They began talking about making a run for it, and they said they shared their growing horror over the choices they had made.
“It’s hard to change your mind-set when you have lost everything and sacrificed everything. Even if you feel a tug that tells you something’s not right here, this isn’t O.K., and that there’s too many holes here, something’s wrong, I think it’s very, very difficult when you feel like you have burned bridges, to know how to shift,” Ms. Polman said.
ISIS forbade anyone to leave, planting land mines and using snipers to shoot down anyone who tried. But last month, Ms. Muthana said, she decided to give it a try by latching on to a Syrian family who left Shafa at dusk.

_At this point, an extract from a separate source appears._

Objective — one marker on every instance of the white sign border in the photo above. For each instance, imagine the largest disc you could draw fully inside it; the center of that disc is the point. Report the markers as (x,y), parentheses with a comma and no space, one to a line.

All she took was her baby and his stroller, she said. When darkness fell, the group got lost and spent the night in the frigid cold, she said.
The next day, Jan. 10, she completed the journey and surrendered to American troops in the Syrian desert, who fingerprinted her.
Days later, Ms. Polman followed the same route and surrendered as well. Weeks later, after having no contact from the American or Canadian authorities, she and Ms. Muthana reached out to the Red Cross to get help. They are also in touch with a lawyer who is trying to help navigate their return to North America.
Ms. Muthana gave a handwritten note to the lawyer.
“I realized how I didn’t appreciate or maybe even really understand how important the freedoms that we have in America are. I do now,” she wrote. “To say that I regret my past words, any pain that I caused my family and any concerns I would cause my country would be hard for me to really express properly.”
Mr. Hughes, the deputy director of the George Washington University Program on Extremism, said the United States had an obligation to bring her home — “albeit in handcuffs.”